A morte pelo Covid-19, a fome, a desesperança, aliadas à insegurança gerada pela falta de confiança na classe política e no judiciário, nos faz sim, ter o dever de cobrar, gritar e se posicionar em defesa da cidadania e dos direitos individuais. A horda fascista que avança precisa ser neutralizada. A maioria jovem que a alimenta nas redes sociais e na escuridão das cidades precisa ser educada dentro dos princípios da democracia, do respeito às diferenças e da cultura da não violência. Precisamos, antes de tudo, ter a percepção do erro que gerou todo esse caos. Pensadores de direita, esquerda precisam voltar a dialogar e inspirar cada vez mais pessoas, cidadãos, mostrando que a convivência exige, muitas vezes, concessões.
O cenário precisa mudar, pois os atores seguem o mesmo roteiro defasado de inspiração. É mais do mesmo e, com Bolsonaro, muito pior. O excelentíssimo presidente do Brasil nos recolocou na era das trevas com o assassínio da ciência em todos os campos de produção, principalmente a humana.
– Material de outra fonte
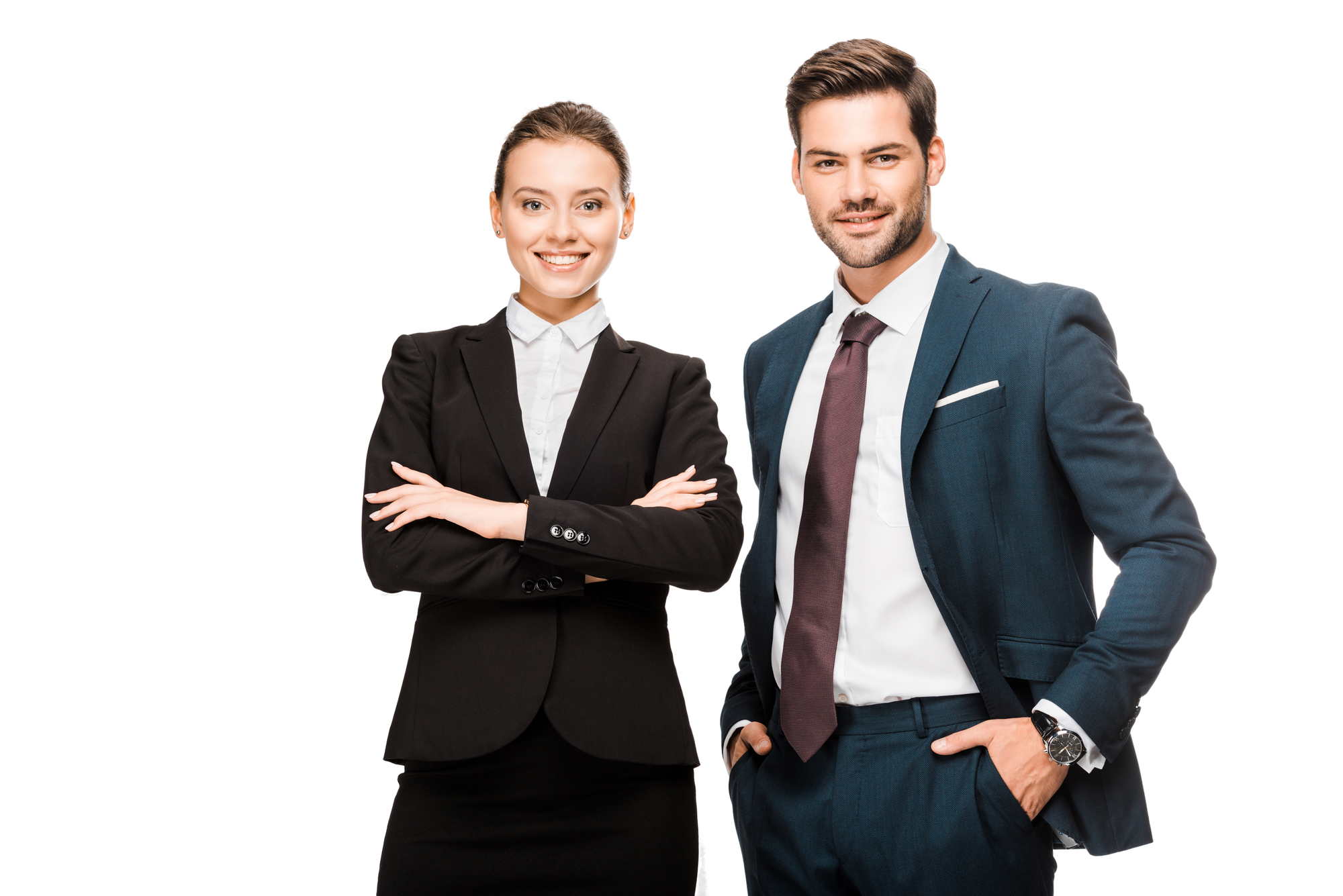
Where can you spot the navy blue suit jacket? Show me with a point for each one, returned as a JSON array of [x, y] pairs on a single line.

É passado a hora de nos reafirmamos como nação democrática, extirpando de vez de nosso convívio à ameaça fascista.
Em tempos de pandemia e morte, pode parecer insensível defender reformas políticas que apontem caminhos para sairmos dessa encruzilhada, mas não podemos assistir calados as negociatas do poder executivo com o baixo clero de nosso parlamento. Por vezes, o Brasil foi vítima dessas negociatas, perpetuando no poder grupos mafiosos que se escondem atrás de siglas partidárias. Precisamos e, isso, é urgente reestruturar a forma de atuação dos partidos políticos, pois a atual forma, mata muito mais brasileiros do que o Covid-19.
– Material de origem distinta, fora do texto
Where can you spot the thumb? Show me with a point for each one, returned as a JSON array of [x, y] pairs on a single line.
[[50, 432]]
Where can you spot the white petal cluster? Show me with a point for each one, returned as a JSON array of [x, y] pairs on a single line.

Precisamos sair desse fosso, de forma democrática para ensinar definitivamente a essas anomalias políticas que dominam o país, que não aceitamos a interferência militar capitaneada por Bolsonaro e sua milícia pois somos regidos por uma Constituição e, devemos a ela o nosso verdadeiro e indiscutível patriotismo. Não é a fantasia verde e amarela que nos faz brasileiros, mas o “Preto no Branco” contidos na carta magna de 1988. O país que queremos é o Brasil que não se submete a governos totalitários e que se sustenta arbitrariamente de quem quer que seja – nem milicianos, nem traficantes, nem juízes, nem políticos, nem empresários e nem dos donos dos meios de comunicação.
Cidadania é ser livre para pensar …é ser igual e fraterno. Se naufragar a embarcação, todos correm riscos. E o risco está aí…arrombou a porta e está sentado no palácio ameaçando vidas, histórias, culturas e economia com a sua caneta carregada com a tinta da mediocridade e com suas ideais fascistas.